This article goes a bit deeper into some practical details about cluster servers.
If you have not read the series from the beginning, it is advised to start with the first article Redundancy to solve all problems.
A server cluster is normally two servers that can take over tasks from each other. These two servers are called cluster nodes. From the outside world the two nodes can look like two independent servers with their own IP addresses and network names, but apart from this a cluster has some virtual network names and IP addresses.
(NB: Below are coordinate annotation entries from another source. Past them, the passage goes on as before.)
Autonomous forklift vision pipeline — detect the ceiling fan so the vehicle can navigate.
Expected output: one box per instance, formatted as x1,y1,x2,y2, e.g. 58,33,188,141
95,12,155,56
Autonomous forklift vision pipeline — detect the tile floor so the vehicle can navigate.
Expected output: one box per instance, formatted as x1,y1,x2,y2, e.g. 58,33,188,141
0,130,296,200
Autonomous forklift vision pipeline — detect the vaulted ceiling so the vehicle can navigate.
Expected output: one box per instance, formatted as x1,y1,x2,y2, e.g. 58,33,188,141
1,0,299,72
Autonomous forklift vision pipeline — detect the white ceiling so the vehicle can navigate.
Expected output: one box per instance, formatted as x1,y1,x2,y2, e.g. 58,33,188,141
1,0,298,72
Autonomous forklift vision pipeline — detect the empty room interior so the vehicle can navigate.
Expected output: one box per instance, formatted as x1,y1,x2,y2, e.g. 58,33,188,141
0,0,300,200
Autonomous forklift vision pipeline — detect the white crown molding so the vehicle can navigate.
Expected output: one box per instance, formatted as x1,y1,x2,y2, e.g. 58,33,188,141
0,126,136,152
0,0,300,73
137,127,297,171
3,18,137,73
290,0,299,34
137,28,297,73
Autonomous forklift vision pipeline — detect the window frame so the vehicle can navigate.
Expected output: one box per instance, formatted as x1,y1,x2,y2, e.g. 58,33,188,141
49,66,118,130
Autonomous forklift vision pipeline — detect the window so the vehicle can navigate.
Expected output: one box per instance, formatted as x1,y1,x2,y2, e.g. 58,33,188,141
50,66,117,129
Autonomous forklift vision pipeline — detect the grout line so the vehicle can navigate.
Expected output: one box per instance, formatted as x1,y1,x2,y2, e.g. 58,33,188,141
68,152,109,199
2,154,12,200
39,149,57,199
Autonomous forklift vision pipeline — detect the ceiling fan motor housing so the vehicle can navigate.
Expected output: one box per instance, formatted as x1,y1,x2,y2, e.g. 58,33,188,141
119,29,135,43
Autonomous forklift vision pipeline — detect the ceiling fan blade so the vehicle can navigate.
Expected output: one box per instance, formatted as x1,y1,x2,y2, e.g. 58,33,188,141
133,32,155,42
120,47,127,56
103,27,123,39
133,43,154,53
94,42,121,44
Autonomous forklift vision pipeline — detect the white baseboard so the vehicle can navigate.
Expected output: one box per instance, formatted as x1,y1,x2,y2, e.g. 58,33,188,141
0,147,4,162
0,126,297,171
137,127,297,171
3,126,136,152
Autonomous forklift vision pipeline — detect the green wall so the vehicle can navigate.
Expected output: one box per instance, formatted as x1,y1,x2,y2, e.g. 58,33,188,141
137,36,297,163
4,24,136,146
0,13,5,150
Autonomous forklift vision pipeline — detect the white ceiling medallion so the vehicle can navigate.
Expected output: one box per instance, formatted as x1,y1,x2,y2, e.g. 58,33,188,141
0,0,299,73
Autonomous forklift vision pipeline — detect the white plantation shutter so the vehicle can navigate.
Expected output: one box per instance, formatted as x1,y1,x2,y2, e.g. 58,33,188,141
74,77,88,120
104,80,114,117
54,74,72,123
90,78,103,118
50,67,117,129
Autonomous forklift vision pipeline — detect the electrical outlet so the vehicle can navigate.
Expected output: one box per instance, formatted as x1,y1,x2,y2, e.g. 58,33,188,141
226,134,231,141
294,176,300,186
The virtual IP addresses can then “stay” on the node that runs a service now. So seen from the outside, the systems that need to connect to the cluster don’t have to worry about that in reality this is two servers. The two nodes can also share some storage, in that case they need a common controller and disk system (the disk system could also be a SAN). The setup becomes quite expensive, but it also has some advantages which makes it well suited for broadcast applications. A service (this could be an SQL server) which we want to have on a redundant platform will in fact just run on one server at a time. So in our redundancy terms, it is just a passive redundant system. If Main stops working, then the cluster service will detect this and start the SQL server on Backup.
Apart from this, we have the possibility to manually move services from one node to the other, and where the downtime (the time it takes for the switch to happen and the service to start on the new node) can become very short. But there will be downtime, and the application depending on the service that runs on the cluster will be disconnected. So the application must know that it should try to reconnect if it gets disconnected, and be patient enough to let the service start on the other node.
The passive redundancy means that the efficiency of the system (the ratio between obtained power/power of the hardware we bought) becomes 50%, because there will always be a backup server doing nothing. Wasting half of your investment like this is the price we pay for passive redundancy. A small element of load sharing could be added, if you need to run two services that can both run on the cluster, and where it makes sense to divide the services over the two different nodes. Should one node fail, then both services will end up running from the other node, so the services should not be so demanding that this is not possible. Such an application could be an SQL Server on one node and storage with sound files on the other node. Normally it will run fast, but in case of a problem the users will have to accept that things are a bit slower until the problem is solved.
Cluster systems are not the solution to all problems. As any other passive redundancy system, “something” needs to decide if we run on the first or the second node, and in this case it is the cluster service. The Cluster Service is a service that runs in Windows, and it can introduce some errors of its own. I have seen examples that the virtual network name for a cluster service stopped working, and it required a restart of both nodes before this was fixed. Both servers could be accessed individually by their physical names, but the virtual name (that the services using the cluster depended on) didn’t work. So this is an example where the cluster itself introduced an error that we wouldn’t have had, if we had just been using a stand-alone server.
Do you need a cluster system or not? This depends if you need to be able to switch nodes practically without downtime. If there is something wrong on your SQL server, in many cases it is faster to switch nodes than to restart the SQL server on the existing node. This avoids to always have to do service and maintenance at night. But there are alternatives, such as replicating the database to an other SQL server. Then the other SQL server can be ready to log on to, it just requires that the clients know that they must log in to a different place. You could also use some trick if you run your own DNS.
Something similar can be said about storage. It is nice to be able to access the same storage through an other server, but what it is the disk system itself that has a problem. Then you may be better off having an independent disk system somewhere, preferably in another physical location.
Finally you should also remember that a cluster can degrade. If you have only used one node for a long time, and some problem occurs and the cluster service wants to switch node, then there is a big risk that the other node doesn’t work. There can be all sorts of reasons for that. I have experienced that a node had got a problem with the AD, so that it needed to be added to the domain once more. Or that someone had enabled some special debugging log files for a specific service. Then later everything was forgotten about that and the folder for the log file was deleted. Unfortunately this meant that the service couldn’t run, but since the folder was deleted while this particular node was the backup, then nobody noticed until the other node had a different problem one day, and then the service couldn’t run on any node. And it took a while to figure out what the problem was, because this business with the debug folder was forgotten long time ago.
For reasons like this, clusters have – and this is not completely fair – got the reputation that when you finally need the redundancy then it doesn’t work. But it is not the cluster fault that the AD suddenly has a problem with a node or that some human mistake prevents a service from running. The only way to avoid such problems is to do regular failovers on the cluster. This gives the opportunity to discover and solve problems before they turn into a disaster. Because if a service is running on one node, and you fail it over to the other node, and it can’t start there, the cluster service will fail it back to the first node immediately. Then it will be clear to you that there is a problem, but the system is running and you have the chance to fix the problem.
But it must be done regularly. If you choose to do it manually, do it at least once a week, and make a note in your calendar so that you don’t forget it. I have implemented some automatic failovers, started by a Windows Task Scheduler, where it is monitored if the failover happens and the service is not failed back by the cluster service. If it is failed back, then the system surveillance software will detect it and give an alarm to the surveillance team. The time of such a scheduled failover is outside primetime, but it should not be in the middle of the night if this means that there is nobody there to fix a problem.